Segundo especialistas, país não compete por investimentos com América Latina, mas governos locais devem incentivar indústria para ganhar competitividade e aproveitar chances
Vista como fonte de ameaças comerciais às indústrias dos países latino-americanos, a China começa a ser encarada como fonte de oportunidades, que exigirá adaptação de empresas e governos. Há casos bem-sucedidos de empresas da América Latina que aprenderam a enfrentar a concorrência chinesa, e os governos têm de garantir as condições para que esses exemplos se reproduzam, aponta estudo recém-concluído pelo Centro de Desenvolvimento da Organização para Cooperação e Desenvolvimento Econômico (OCDE), que foi divulgado durante o Fórum Econômico Mundial, no México.

Somos da geração de empresários atropelada pela China, ela já destruiu o que podia destruir, comenta o vice-presidente da Federação das Indústrias de São Paulo, Juan Quirós, que, amanhã, participa de conferência fechada, no Fórum, sobre o crescimento da China como investidor mundial. A China está se voltando ao próprio mercado interno, e trocando a ênfase na produção de manufaturas pelo foco na produção e exportação de serviços, diz Quirós.
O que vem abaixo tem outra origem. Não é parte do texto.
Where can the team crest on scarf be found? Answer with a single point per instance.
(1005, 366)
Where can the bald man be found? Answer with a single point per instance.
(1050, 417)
É melhor não nos dedicarmos a setores que a China vai enfocar, os serviços intensivos de mão-de-obra, como call centers.

No discurso do setor privado e nos estudos que circulam pelo Fórum Econômico não se nega o perigo representado pela China, para os países da América Latina, mas empresários e analistas começam a explorar maneiras de aproveitar a consolidação do país asiático como motor do crescimento mundial.

A não ser para alguns casos - no México e Colômbia, países muito voltados ao mercado dos EUA - não é verdade que a China esteja em competição com as nações latino-americanas por investimentos, afirma o estudo preparado pela OCDE, dos especialistas Ángel Arroba, Rolando Avendaño e Julio Estrada. Pelo contrário, os tipos de capital que vão para o mercado chinês são diferentes dos que se destinam a países como o Brasil, Argentina ou Chile.

Há indicações de que os investimentos na China são, principalmente, relacionados a transferências de tecnologia, enquanto as firmas locais têm farto financiamento interno. Em contraste, os investimentos destinados à América Latina são atraídos pelos altos retornos, gerados pela escassez de capitais na região.

Outro mito contestado pelo estudo da OCDE é o da vantagem conferida à China pela mão-de-obra barata. Os indicadores econômicos mostram que o grande aumento da produtividade local e farta disponibilidade de capital explicam melhor o êxito chinês do que o custo de mão-de-obra, que vem aumentando. A taxa de investimentos tem se situado em torno de 40% anuais, sem que, como seria de se esperar, tenha caído a taxa de retorno de capital, estável em torno de 20%. Essa estabilidade, para os especialistas da OCDE, mostra a capacidade chinesa de extrair ganhos de produtividade do capital instalado.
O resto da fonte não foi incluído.